In this restless seeking for lightness, the rim is engineered using the most advanced techniques such as the finite element method (FEM) that highlights the stress distribution in the piece, thus revealing the less stressed areas which can be reduced in size or thickness.

Indirectly, the FEM also enables to find the ideal geometry that allows optimizing the strength-to-weight ratio.
In most cases, the very special rims for F1 are hot forged and then turned and milled.
The extent of these machining operations is amazing: just consider that some rims weigh 35 kg when forged but once the machining is over and all the parts which the FEM considers as non-essential in relation to strength are removed, the rim weight is 3,5 kg only.

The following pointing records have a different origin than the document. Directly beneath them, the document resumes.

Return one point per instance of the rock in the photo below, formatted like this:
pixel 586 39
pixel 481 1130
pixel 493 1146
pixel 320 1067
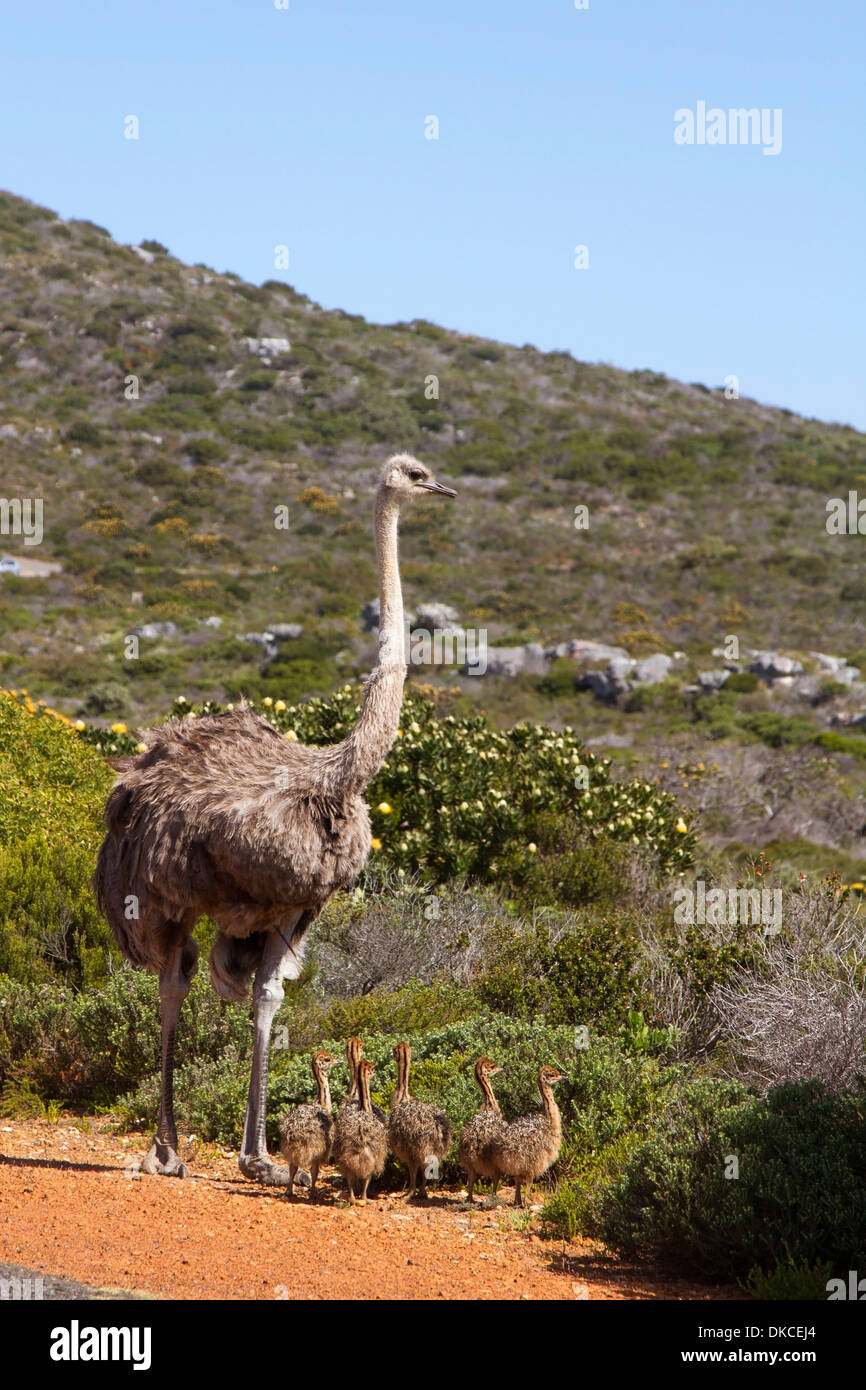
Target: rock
pixel 598 683
pixel 512 660
pixel 585 651
pixel 712 680
pixel 263 640
pixel 652 669
pixel 836 667
pixel 808 688
pixel 845 720
pixel 438 616
pixel 152 630
pixel 268 346
pixel 772 667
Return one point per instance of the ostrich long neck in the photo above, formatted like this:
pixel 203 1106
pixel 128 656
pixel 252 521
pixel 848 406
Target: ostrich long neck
pixel 353 1058
pixel 402 1089
pixel 324 1090
pixel 364 1090
pixel 551 1107
pixel 487 1090
pixel 370 741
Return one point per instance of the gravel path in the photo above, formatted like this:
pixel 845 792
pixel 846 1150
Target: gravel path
pixel 74 1208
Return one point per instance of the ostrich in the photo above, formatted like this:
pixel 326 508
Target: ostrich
pixel 223 815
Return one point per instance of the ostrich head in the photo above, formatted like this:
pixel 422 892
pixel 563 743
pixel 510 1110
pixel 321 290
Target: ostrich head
pixel 324 1061
pixel 551 1075
pixel 487 1066
pixel 405 477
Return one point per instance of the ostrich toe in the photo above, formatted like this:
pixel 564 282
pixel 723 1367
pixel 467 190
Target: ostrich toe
pixel 164 1159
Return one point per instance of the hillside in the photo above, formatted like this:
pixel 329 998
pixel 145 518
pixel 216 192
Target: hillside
pixel 706 519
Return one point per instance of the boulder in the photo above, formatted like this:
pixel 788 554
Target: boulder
pixel 652 669
pixel 264 640
pixel 836 667
pixel 512 660
pixel 585 651
pixel 438 616
pixel 153 630
pixel 268 346
pixel 712 680
pixel 772 667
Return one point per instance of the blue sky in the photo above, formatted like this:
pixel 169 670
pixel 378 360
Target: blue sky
pixel 306 127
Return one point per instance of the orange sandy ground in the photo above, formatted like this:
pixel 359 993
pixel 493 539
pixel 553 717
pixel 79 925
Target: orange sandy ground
pixel 72 1205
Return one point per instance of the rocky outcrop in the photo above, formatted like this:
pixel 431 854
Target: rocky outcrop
pixel 513 660
pixel 772 667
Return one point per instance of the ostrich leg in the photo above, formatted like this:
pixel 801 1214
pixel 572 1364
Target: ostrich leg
pixel 174 987
pixel 278 962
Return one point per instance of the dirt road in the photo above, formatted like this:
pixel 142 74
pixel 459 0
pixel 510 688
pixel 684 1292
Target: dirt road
pixel 72 1205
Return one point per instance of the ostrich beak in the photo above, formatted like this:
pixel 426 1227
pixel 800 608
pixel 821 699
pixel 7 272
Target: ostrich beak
pixel 438 487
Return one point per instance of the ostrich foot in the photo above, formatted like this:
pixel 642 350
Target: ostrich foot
pixel 262 1169
pixel 164 1159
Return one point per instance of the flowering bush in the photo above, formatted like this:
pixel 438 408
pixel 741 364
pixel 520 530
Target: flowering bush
pixel 460 798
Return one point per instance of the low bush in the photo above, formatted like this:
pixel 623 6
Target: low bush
pixel 734 1182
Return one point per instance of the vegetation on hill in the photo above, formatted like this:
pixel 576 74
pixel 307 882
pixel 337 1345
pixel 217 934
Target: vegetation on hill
pixel 519 900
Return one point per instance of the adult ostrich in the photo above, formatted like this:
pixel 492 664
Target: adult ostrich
pixel 223 815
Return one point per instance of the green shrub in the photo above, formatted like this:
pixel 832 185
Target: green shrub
pixel 581 977
pixel 741 683
pixel 790 1282
pixel 496 792
pixel 799 1194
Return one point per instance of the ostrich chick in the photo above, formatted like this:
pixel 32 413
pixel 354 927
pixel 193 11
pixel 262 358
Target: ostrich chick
pixel 360 1140
pixel 306 1132
pixel 527 1147
pixel 355 1050
pixel 416 1129
pixel 478 1134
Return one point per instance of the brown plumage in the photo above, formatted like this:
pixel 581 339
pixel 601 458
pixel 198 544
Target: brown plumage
pixel 360 1140
pixel 223 815
pixel 478 1134
pixel 416 1129
pixel 527 1147
pixel 306 1132
pixel 355 1050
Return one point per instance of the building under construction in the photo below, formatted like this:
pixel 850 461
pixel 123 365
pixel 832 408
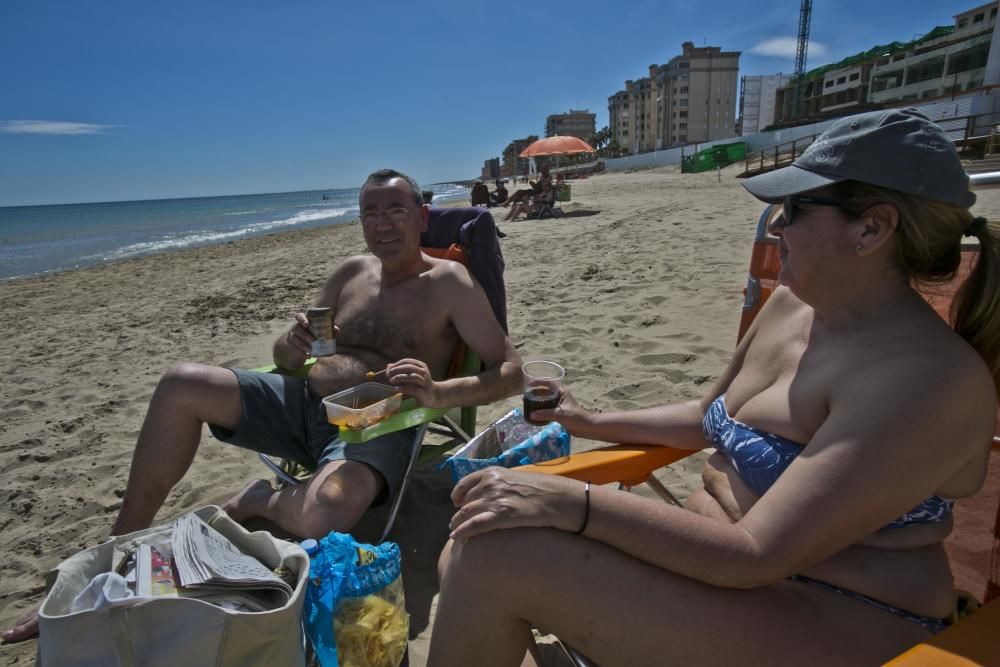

It goes without saying that high-grade machines are required to perform so complex and delicate machining operations: the control on five continuous axes and a piece holding table enabling to position it wherever it is needed are absolutely necessary.
Furthermore, since small-diameter tools are often used and pieces to be machined are made of light alloys, the spindle must feature an exceptionally high speed which just a few machines can develop.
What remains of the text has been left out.